Derivatives Pricing (extending the main path)

  • Black-Scholes full derivation — complete the stub at step 10. Risk-neutral pricing, the replicating portfolio argument, Itô’s lemma, assumptions and their failures. (→ main)
  • Volatility smile/skew — why implied vol varies by strike, the leverage effect, jump risk, local vol vs stochastic vol. (→ main)
  • Exotic options — barriers, Asians, lookbacks. Path-dependent payoffs and why they can’t be hedged with Black-Scholes alone.
  • Gamma hedging and the P&L of delta-hedging — making the “delta-hedging cost = realized variance” argument rigorous. Connects Black-Scholes to practical options trading.

Credit Risk

  • Credit risk fundamentals — PD, LGD, EAD. Structural models (Merton) vs reduced-form (Jarrow-Turnbull). CDS pricing.
  • Credit scoring and underwriting — connecting to Credimi and Capital One experience. Scorecards, logistic regression, gradient boosted models, reject inference.
  • Securitization and structured credit — MBS, ABS, CDOs, tranching. The 2008 mechanics.

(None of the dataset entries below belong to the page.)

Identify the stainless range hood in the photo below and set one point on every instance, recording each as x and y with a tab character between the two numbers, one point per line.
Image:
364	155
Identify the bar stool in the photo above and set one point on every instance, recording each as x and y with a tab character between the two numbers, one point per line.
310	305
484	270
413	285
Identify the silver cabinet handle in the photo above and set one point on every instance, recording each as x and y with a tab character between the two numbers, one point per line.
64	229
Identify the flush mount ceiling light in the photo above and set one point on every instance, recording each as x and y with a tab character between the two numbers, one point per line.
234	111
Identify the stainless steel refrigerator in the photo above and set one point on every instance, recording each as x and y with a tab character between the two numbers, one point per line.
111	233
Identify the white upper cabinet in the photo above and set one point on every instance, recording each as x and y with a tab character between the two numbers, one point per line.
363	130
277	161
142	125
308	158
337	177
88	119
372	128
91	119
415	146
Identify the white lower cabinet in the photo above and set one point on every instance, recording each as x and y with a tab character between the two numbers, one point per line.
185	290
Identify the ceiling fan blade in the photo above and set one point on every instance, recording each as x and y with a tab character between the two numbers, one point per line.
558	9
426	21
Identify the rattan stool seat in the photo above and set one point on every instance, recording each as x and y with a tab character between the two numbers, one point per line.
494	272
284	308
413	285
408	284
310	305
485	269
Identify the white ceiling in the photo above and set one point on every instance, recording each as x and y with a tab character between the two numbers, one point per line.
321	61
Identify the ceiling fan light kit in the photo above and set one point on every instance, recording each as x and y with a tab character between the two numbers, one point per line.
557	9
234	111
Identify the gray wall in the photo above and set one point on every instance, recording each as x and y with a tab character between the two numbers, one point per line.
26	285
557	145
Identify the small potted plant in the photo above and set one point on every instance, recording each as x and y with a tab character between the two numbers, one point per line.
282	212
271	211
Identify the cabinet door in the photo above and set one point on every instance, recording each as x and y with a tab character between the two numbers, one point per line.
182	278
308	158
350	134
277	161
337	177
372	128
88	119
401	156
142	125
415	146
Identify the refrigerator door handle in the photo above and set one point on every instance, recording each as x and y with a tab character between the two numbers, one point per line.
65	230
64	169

Market Microstructure (extending the main path)

  • Kyle’s lambda — the price impact model. Strategic informed trading. Already referenced by trading-fundamentals. (→ main)
  • Ho-Stoll inventory model — the inventory model of the spread. Already referenced by trading-fundamentals. (→ main)
  • Spread decomposition — Huang-Stoll (1997). Empirically separating adverse selection, inventory, and order-processing components.
  • Market impact models — Almgren-Chriss, square-root law. How execution algorithms minimize cost.

Macro & Monetary Economics

  • Central banking and monetary policy — interest rate targeting, QE, the transmission mechanism. Why the Fed matters for every asset class.
  • FX markets — covered/uncovered interest rate parity, carry trades, the impossible trinity.

Case Studies

  • GameStop (2021) — short squeeze mechanics, gamma squeeze via options market makers, Robinhood/NSCC margin crisis, T+2 amplification.
  • AIG and the CDS crisis (2008) — already referenced by settlement-and-clearing. CDS mechanics, the AIG bailout, systemic risk.
  • LTCM (1998) — convergence trades, leverage, liquidity risk.

Stochastic Calculus (supporting the math track)

  • Brownian motion — definition, properties, construction.
  • Itô’s lemma — the chain rule for stochastic processes. Prerequisite for Black-Scholes derivation.
  • Martingales — formal definition, optional stopping theorem, connection to fair pricing.